For backward compatibility reasons, we'd prefer to leave the dylib with a relative name when its build (i.e. we don't want to pass the -install_name argument to g++ -fPIC ...
command).
Is there a way to tweak the dylib after it's built to have the absolute pathname? When I run otool -L on the existing file, I see:
$ otool -L libstk.dylib.4.4.4
libstk.dylib.4.4.4:
libstk.dylib.4.4.4 (compatibility version 0.0.0, current version 0.0.0)
/usr/lib/libSystem.B.dylib (compatibility version 1.0.0, current version 1197.1.1)

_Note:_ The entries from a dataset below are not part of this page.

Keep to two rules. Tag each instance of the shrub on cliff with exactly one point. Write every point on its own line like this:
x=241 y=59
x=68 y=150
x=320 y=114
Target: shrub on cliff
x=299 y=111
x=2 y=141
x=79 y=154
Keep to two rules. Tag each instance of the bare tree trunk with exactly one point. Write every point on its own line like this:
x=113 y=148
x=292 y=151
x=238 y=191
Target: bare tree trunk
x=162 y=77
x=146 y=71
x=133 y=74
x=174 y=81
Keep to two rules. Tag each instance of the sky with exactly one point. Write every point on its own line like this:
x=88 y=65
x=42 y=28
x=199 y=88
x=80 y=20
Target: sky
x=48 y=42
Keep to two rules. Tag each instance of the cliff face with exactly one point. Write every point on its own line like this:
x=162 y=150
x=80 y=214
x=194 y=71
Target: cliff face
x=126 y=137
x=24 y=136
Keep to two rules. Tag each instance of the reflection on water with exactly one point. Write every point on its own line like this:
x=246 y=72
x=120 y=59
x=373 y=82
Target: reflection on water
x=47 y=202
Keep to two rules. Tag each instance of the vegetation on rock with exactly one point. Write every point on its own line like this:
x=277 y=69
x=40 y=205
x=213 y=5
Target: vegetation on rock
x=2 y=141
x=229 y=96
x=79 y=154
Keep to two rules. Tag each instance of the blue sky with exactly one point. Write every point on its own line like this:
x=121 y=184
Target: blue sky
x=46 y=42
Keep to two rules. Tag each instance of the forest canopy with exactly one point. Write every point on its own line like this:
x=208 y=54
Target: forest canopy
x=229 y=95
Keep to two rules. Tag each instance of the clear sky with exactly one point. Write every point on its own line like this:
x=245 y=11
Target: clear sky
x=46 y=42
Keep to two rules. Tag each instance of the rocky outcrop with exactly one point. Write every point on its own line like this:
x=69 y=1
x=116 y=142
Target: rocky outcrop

/System/Library/Frameworks/CoreAudio.framework/Versions/A/CoreAudio (compatibility version 1.0.0, current version 1.0.0)
/System/Library/Frameworks/CoreFoundation.framework/Versions/A/CoreFoundation (compatibility version 150.0.0, current version 855.16.0)
/System/Library/Frameworks/CoreMIDI.framework/Versions/A/CoreMIDI (compatibility version 1.0.0, current version 73.0.0)
/usr/lib/libc++.1.dylib (compatibility version 1.0.0, current version 120.0.0)
I'd like that first line to be
/MySandbox/whatever/libstk.dylib.4.4.4 (compatibility version 0.0.0, current version 0.0.0)
If someone is impatient as I am, you can use install_name_tool
as a workaround to update the executable like this:
install_name_tool -change libstk.dylib.4.4.4 ../usr/lib/libstk.dylib.4.4.4 mune31
... but it sure would be nice not to have to do that every time I build an executable.
You can use the -id
option of install_name_tool
to change the dylib's ID before you link your executable. The linker uses the ID as the reference to the library that gets baked into the executable.
When you expect to use install_name_tool
to modify the paths in a binary, you should specify one of these linker options: either -headerpad <size>
or -headerpad_max_install_names
.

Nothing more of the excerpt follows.